O gittiğinde her şey değişmişti. Üstüne üstlük külleri de çalınmıştı.
Melody, intikam ateşiyle yanıp tutuşuyor, bir yandan da Nemesis'teki hayatını yoluna koymaya çalışıyordu. İkizi arkasında
yalnızlığıyla baş etmeye çalışan bir kardeş, sorunlarını kendi yöntemleriyle çözmeye çalışan donuk bakışlı bir kız ve insanlardan
umudunu kesmiş bir genç adam bırakmıştı. Kötüye giden her şey, onları bir araya toplamaya yeter miydi?
Ölümün fısıltısını ensende hissediyor musun?
Melody'nin başınaysa şeytanın ta kendisi üşüşmüştü. Hiçbir şey göründüğü gibi değildi ve görünen gerçek her zaman doğru
olmayabilirdi. Melody, karanlığın arasından beliren ışığın karanlıktan daha da karanlık olduğunu anladığında irkildi. Ensesinde
hissettiği titrek nefes onu ürkütüyordu. Her şeyin gerçekleşebileceği tek yerde, tehlikenin içinde, araftaydı. Üstelik orada yalnız
da değildi. Kehanet ile kötülük arasında duran madalyonun ikinci yüzü oydu. Peki, madalyonun ilk yüzü kimdi?
Senin için geliyorum.
***
Bütün bunlar her şeyin bittiğini düşündüğüm anda başlamıştı. Kardeşimin söylediği doğruydu: Bu bir elveda değil, bir başlangıçtı.

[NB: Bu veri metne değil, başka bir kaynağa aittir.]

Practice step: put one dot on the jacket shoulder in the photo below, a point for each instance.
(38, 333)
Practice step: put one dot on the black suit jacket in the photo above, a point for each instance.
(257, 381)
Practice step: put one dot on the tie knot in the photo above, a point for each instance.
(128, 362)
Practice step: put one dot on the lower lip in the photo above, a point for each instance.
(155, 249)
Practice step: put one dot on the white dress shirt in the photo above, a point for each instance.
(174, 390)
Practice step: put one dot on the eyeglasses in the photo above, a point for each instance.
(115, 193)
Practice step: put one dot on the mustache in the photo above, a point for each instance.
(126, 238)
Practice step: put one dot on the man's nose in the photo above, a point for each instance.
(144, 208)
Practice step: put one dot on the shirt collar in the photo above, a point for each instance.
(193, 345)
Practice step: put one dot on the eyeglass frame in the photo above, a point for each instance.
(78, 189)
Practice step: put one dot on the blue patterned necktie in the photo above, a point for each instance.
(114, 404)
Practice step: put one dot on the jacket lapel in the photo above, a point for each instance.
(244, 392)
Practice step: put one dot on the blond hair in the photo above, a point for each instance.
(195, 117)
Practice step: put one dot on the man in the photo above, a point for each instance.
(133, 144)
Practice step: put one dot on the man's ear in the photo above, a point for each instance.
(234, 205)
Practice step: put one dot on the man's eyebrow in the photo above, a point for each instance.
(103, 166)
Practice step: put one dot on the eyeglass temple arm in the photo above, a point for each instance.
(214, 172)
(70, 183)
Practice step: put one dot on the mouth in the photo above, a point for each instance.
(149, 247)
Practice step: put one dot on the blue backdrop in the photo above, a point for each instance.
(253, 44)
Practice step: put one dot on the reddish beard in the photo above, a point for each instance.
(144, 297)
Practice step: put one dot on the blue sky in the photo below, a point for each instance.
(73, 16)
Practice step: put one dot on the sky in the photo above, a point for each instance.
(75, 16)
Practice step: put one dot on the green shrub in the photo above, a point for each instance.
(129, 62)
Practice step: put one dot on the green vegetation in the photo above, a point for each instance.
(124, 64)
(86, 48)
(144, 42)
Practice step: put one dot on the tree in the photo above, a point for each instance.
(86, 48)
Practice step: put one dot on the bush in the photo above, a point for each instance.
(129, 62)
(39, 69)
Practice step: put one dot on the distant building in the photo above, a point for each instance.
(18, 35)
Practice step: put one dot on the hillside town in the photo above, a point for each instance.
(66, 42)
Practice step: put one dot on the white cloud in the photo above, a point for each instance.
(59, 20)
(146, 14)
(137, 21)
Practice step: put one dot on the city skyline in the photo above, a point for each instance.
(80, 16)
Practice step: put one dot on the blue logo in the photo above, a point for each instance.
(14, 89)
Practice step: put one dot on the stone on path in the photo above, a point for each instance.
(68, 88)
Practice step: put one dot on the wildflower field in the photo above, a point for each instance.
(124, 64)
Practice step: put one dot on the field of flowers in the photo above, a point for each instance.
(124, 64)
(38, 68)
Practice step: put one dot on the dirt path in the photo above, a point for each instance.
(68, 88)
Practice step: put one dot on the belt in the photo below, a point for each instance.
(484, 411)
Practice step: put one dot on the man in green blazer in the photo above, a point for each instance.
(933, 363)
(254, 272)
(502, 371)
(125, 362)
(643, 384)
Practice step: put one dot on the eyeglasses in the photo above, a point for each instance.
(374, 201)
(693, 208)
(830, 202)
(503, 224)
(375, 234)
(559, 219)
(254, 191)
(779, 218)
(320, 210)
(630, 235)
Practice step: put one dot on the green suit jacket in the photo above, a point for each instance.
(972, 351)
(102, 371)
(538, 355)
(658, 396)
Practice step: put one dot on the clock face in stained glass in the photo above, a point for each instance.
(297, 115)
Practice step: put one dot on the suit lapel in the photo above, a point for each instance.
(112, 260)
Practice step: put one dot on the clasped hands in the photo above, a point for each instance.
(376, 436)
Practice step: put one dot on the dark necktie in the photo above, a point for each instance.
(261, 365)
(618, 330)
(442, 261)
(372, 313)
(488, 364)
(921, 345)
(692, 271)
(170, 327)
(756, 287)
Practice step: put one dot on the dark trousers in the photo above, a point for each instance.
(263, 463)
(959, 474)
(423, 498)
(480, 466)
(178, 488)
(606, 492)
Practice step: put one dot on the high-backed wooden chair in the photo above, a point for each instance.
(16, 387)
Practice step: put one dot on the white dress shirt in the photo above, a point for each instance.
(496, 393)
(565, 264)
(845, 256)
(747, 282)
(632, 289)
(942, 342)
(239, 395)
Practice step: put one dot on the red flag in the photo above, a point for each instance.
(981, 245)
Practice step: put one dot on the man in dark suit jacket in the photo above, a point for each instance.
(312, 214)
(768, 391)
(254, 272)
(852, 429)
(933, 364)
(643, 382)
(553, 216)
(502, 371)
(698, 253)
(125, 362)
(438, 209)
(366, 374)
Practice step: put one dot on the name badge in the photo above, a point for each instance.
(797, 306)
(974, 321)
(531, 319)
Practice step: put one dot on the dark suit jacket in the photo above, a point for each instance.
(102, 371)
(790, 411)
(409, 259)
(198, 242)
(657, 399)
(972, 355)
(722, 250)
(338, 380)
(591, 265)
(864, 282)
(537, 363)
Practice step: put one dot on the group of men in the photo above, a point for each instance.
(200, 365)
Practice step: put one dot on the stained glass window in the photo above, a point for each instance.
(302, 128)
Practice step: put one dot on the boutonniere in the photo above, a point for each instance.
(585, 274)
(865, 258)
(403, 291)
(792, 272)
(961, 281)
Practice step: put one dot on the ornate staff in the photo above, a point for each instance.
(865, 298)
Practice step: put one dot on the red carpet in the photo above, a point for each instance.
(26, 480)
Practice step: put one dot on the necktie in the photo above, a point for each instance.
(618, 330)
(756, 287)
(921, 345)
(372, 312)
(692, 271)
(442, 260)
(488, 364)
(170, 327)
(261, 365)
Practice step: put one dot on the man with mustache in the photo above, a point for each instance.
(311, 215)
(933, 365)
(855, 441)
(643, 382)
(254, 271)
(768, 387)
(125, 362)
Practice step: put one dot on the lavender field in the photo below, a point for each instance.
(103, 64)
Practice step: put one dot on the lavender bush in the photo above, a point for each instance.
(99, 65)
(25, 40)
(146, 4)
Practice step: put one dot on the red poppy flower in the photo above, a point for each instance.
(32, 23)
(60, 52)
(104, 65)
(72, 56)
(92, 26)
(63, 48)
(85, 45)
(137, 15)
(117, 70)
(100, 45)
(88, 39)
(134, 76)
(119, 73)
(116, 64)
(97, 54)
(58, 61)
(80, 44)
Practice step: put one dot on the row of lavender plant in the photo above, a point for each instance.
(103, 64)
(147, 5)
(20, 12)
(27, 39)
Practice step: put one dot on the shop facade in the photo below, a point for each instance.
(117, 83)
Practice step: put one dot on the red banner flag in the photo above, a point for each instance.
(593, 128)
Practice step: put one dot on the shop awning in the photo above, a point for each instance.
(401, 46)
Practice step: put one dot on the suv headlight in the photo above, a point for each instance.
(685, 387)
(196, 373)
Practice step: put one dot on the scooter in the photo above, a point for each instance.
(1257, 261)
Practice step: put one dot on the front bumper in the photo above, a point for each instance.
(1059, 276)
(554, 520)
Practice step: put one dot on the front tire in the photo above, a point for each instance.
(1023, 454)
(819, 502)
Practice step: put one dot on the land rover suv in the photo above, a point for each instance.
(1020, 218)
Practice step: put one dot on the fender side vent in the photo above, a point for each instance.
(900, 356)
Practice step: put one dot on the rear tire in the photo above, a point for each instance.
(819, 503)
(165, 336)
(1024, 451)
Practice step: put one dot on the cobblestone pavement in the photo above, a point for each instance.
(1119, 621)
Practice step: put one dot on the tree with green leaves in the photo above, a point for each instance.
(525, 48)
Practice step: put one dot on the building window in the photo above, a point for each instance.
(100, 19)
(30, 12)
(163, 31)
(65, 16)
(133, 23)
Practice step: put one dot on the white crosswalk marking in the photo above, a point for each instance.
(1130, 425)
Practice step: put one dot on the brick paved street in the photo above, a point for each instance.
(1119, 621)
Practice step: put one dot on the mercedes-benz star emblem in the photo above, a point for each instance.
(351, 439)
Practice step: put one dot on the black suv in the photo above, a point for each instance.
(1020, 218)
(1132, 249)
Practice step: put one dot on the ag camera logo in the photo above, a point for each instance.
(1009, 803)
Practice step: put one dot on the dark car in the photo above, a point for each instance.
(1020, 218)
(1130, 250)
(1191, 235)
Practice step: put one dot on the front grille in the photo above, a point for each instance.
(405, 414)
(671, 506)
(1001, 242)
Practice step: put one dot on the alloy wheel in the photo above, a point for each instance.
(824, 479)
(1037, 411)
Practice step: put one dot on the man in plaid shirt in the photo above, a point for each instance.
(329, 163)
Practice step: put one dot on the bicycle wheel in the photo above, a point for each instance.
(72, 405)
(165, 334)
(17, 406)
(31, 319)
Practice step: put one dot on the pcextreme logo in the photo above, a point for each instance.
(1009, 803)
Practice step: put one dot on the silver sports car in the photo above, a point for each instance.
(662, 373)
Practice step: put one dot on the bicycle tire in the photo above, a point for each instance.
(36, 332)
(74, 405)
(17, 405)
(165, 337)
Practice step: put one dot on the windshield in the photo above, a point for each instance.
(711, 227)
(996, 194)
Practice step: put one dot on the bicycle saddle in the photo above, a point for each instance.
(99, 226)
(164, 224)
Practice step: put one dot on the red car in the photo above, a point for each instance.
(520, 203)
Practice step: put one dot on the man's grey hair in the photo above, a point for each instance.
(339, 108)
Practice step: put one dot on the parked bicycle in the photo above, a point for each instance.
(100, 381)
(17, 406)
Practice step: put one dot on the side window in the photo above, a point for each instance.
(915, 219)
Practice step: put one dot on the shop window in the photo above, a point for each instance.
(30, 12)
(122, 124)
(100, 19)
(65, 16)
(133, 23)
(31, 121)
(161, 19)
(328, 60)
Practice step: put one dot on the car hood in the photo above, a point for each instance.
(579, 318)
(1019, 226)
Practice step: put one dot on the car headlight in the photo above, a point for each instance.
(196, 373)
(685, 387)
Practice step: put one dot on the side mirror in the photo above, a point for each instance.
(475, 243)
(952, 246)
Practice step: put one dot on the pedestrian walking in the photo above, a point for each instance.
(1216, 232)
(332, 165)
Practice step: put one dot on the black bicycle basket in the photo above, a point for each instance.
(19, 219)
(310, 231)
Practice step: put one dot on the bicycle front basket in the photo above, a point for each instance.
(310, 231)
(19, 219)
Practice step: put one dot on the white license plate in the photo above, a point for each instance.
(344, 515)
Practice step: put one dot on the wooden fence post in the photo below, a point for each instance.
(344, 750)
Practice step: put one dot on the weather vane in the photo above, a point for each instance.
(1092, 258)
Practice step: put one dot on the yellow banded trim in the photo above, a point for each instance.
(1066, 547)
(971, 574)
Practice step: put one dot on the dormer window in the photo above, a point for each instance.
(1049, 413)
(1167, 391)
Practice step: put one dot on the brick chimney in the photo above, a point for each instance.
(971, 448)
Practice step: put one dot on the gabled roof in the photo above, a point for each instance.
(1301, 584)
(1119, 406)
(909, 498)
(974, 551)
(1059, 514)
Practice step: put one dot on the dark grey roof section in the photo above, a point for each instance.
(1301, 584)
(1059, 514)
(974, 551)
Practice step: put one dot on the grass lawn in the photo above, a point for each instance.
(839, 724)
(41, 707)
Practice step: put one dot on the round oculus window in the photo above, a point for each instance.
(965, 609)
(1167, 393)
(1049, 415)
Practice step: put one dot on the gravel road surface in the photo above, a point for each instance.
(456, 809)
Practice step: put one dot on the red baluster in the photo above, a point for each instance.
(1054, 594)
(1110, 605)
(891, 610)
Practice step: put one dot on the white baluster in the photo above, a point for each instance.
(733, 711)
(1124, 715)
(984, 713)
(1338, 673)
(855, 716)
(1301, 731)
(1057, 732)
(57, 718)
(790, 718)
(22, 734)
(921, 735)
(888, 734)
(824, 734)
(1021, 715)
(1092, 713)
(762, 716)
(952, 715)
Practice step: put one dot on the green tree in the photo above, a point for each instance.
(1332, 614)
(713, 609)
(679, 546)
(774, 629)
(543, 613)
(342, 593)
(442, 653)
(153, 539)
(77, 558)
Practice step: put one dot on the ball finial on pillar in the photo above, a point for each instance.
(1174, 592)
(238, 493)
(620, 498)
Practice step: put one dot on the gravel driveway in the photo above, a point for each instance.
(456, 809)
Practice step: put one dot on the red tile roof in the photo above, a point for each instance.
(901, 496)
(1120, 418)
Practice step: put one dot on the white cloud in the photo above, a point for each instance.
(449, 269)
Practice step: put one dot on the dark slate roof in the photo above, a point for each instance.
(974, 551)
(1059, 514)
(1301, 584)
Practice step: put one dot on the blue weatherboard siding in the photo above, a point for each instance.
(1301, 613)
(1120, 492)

Fakat kimsenin bilmediği bir şey vardı. Bu, her şeyin yeniden nasıl başladığının hikâyesiydi. Yine de unutulmamalıydı:
HER YENİ BAŞLANGIÇ BERABERİNDE SONU GETİRİRDİ.
Ben, Melody Valerie Nemesis ve bu, kardeşim Melany Nemesis'in hikâyesi.